The Stationary Square Root Kalman Filter

Introduction – the stationary Kalman Filter

Consider we have access to observations $\mathbf{y}_\mathrm{obs} \in \mathbb{R}^{m}$ and they are due to some linear operator acting on a ‘hidden state’ $\mathbf{x}_\mathrm{true}\in\mathbb{R}^{n}$ with added noise $\mathbf{e}$ like \begin{align} \mathbf{y}_\mathrm{obs} = \mathbf{H}\mathbf{x}_\mathrm{true} + \mathbf{e},\tag{1}\label{eq:obsmodel} \end{align} where $\mathbf{H} \in \mathbb{R}^{n\times m}$ is the so-called ‘observation operator’, while the error has zero mean $\mathbb{E}[\mathbf{e}]=0$ and a covariance structure like $\mathbb{E}[\mathbf{e}\mathbf{e}^{\mathsf{T}}]=\mathbf{R}$ which we call the observation error covariance. For example, if $\mathbf{R}$ is diagonal, its entries simply correspond to the variance (typically denoted as $\sigma^2$) of each measurement.

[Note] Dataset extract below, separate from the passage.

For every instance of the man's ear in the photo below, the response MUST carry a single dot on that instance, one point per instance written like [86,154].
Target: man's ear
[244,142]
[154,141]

Typically, we don’t know $\mathbf{x}_\mathrm{true}$ and want to estimate it based on the data. Assuming Gaussian distributed errors we find that we need to minimize a cost function of the form

\begin{align} J(\mathbf{x}) = (\mathbf{x} - \mathbf{x}_b) \mathbf{P}_b^{-1}(\mathbf{x} - \mathbf{x}_b)^{\mathsf{T}} + (\mathbf{y}_\mathrm{obs}-\mathbf{H}\mathbf{x})\mathbf{R}^{-1}(\mathbf{y}_\mathrm{obs}-\mathbf{H}\mathbf{x})^{\mathsf{T}},\tag{2}\label{eq:costfunction} \end{align}

where $\mathbf{x}_b$ is a prior model (‘‘background’’), $\mathbf{P}_b$ is the error covariance model or background covariance model, i.e., the uncertainty about the prior model. The minimizer of $J(x)$ in eq. \eqref{eq:costfunction} gives the optimal estimate, also known as the ‘posterior’ or ‘analysis’ mean (see, e.g., Fichtner 2021, Lecture Notes on Inverse Theory),

\begin{equation} \mathbf{x}_a = \mathbf{x}_b + \mathbf{K} (\mathbf{y}_{\mathrm{obs}} - \mathbf{H} \mathbf{x}_b),\tag{3}\label{eq:mean_update} \end{equation}

where the optimal Kalman gain $\mathbf{K}$ is:

\begin{equation} \mathbf{K} = \mathbf{P}_b \mathbf{H}^{\mathsf{T}} (\mathbf{H} \mathbf{P}_b \mathbf{H}^{\mathsf{T}} + \mathbf{R})^{-1},\label{eq:kalman_gain} \end{equation}

and the analysis covariance is

\begin{equation} \mathbf{P}_a = (\mathbf{I} - \mathbf{K} \mathbf{H}) \mathbf{P}_b.\tag{4}\label{eq:cov_update} \end{equation}

Equations (\ref{eq:mean_update})–(\ref{eq:cov_update}) form the foundation of the stationary Kalman filter (i.e., those without state-space propagation), but also of analytical inversions or variational approaches.

Square root approach

The original square-root formulation of the Kalman filter – attributed to J. Potter – was developed during the Apollo program to address hardware limitations, specifically the word length of onboard computers (i.e., the number of bits processed in parallel). The motivation was that numerical ranges arising from covariance values could require more bits for accurate representation than their square roots. For example, if the measurement noise covariance matrix $\mathbf{R}$ is diagonal with entries $\sigma_i^2$ on the diagonal, and certain measurements are orders of magnitude more precise than others, then the spread in $\sigma_i^2$ values can be far larger than the spread in $\sigma_i$ values. Working with the latter therefore reduces the required word length. Although originally a hardware-oriented optimization, the square-root formulation was later found to have a significant numerical advantage: it is inherently more stable and better conditioned (i.e., tends to be more stable in finite-precision arithmetic, and has a better less prone to round-off errors). As a result, it is now often the preferred way to implement the Kalman filter in practice.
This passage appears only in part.